My comments: Incredible, lovely writing.  Many times when you hear a book read aloud that has been written in verse you cannot tell that it WAS written inverse.  This, read by two readers (one being the author), the poetry just flowed.  Absolutely gorgeous words.  Very sad, depresssing, but the beauty of the writing ... and of the story ... made up for it.  Learning about the "DR" community both in New York City and the Dominican Republic and hearing the story told with a large amount of Spanish verbiage included added to the experience.  And it was read with lovely, lilting accents of two SpanishAmerican narrators.  The story was tough.  But I would consider this a masterpiece.

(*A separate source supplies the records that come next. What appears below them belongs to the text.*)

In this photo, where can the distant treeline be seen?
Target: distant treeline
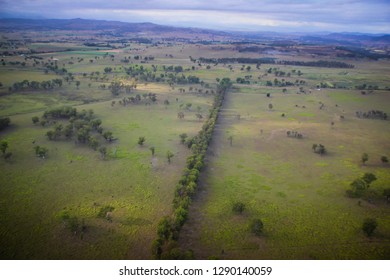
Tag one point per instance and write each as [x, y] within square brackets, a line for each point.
[361, 53]
[270, 60]
[34, 85]
[4, 122]
[265, 60]
[318, 63]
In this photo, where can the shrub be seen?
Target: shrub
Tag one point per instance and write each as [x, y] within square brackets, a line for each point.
[369, 226]
[257, 227]
[104, 210]
[238, 207]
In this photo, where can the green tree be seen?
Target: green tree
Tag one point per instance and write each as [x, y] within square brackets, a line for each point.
[41, 151]
[93, 143]
[369, 226]
[364, 158]
[369, 178]
[183, 137]
[169, 156]
[35, 119]
[103, 152]
[238, 207]
[152, 149]
[108, 136]
[7, 155]
[3, 146]
[257, 226]
[230, 138]
[115, 87]
[141, 140]
[180, 115]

Goodreads synopsis:   In a novel-in-verse that brims with grief and love, National Book Award-winning and New York Times bestselling author Elizabeth Acevedo writes about the devastation of loss, the difficulty of forgiveness, and the bittersweet bonds that shape our lives.
          Camino Rios lives for the summers when her father visits her in the Dominican Republic. But this time, on the day when his plane is supposed to land, Camino arrives at the airport to see crowds of crying people…
          In New York City, Yahaira Rios is called to the principal’s office, where her mother is waiting to tell her that her father, her hero, has died in a plane crash.
          Separated by distance—and Papi’s secrets—the two girls are forced to face a new reality in which their father is dead and their lives are forever altered.
          And then, when it seems like they’ve lost everything of their father, they learn of each other.

Saturday, February 6, 2021

10. Love Lettering by Kate Clayborn

read on my iPhone on Libby (borrowed from the library
narrated by Nicol Zanzarella
Unabridged audio (11:10)
2019
307 pgs.
Adult Romance
Finished 2/6/2021
Goodreads rating: 3.82 - 15,233 ratings
My rating: 4.5
Setting: Contemporary NYC


First line/s: "On Sunday I work in Sans Serif."

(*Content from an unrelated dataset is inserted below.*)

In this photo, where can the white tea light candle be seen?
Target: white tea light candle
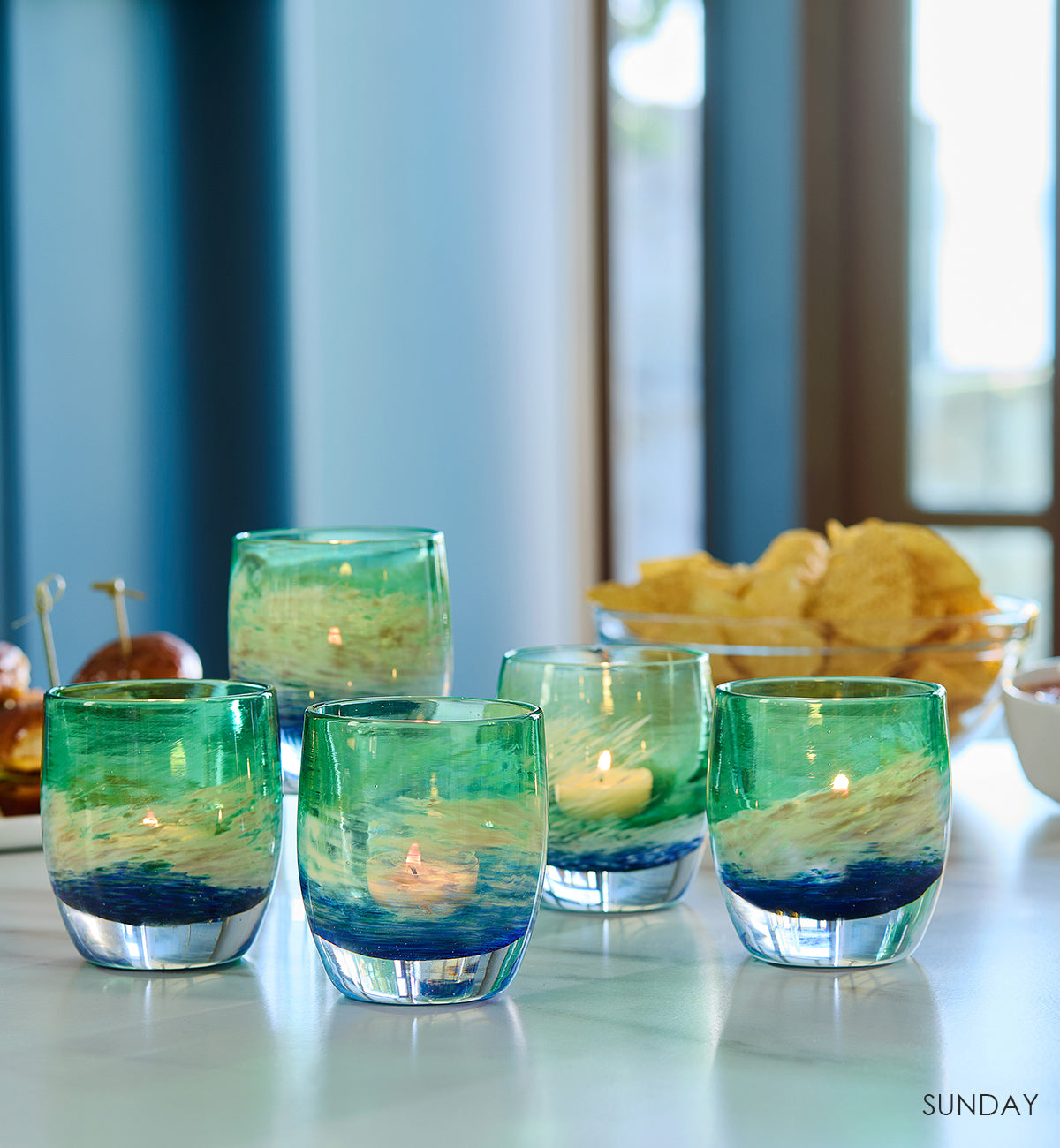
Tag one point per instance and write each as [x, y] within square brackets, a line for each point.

What I posted on Goodreads:  

My comments: I totally enjoyed this book.  It was slow and delicious. There was a great deal of philosophical/introspective thinking and conversation, which I don't usually like much at all, but Kate Clayborn wove it in beautifully.  An artist and a numbers analyst.  A young woman trying to make herself more honest and a young man who, although never mentioned at all, is somewhere, somewhat, in a mild way on the Autism/Aspbergers spectrum, I'm guessing.  Walks through Manhattan and the Bronx looking at signs and all the different modern and vintage lettering.  Playing games.  20 questions.  A romance novel that slowly unfolds, written beautifully.  Two quite steamy scenes, well into the second half of the book, which totally worked.  Yup, I liked the characters, setting, occupations, personalities, and cool twist.  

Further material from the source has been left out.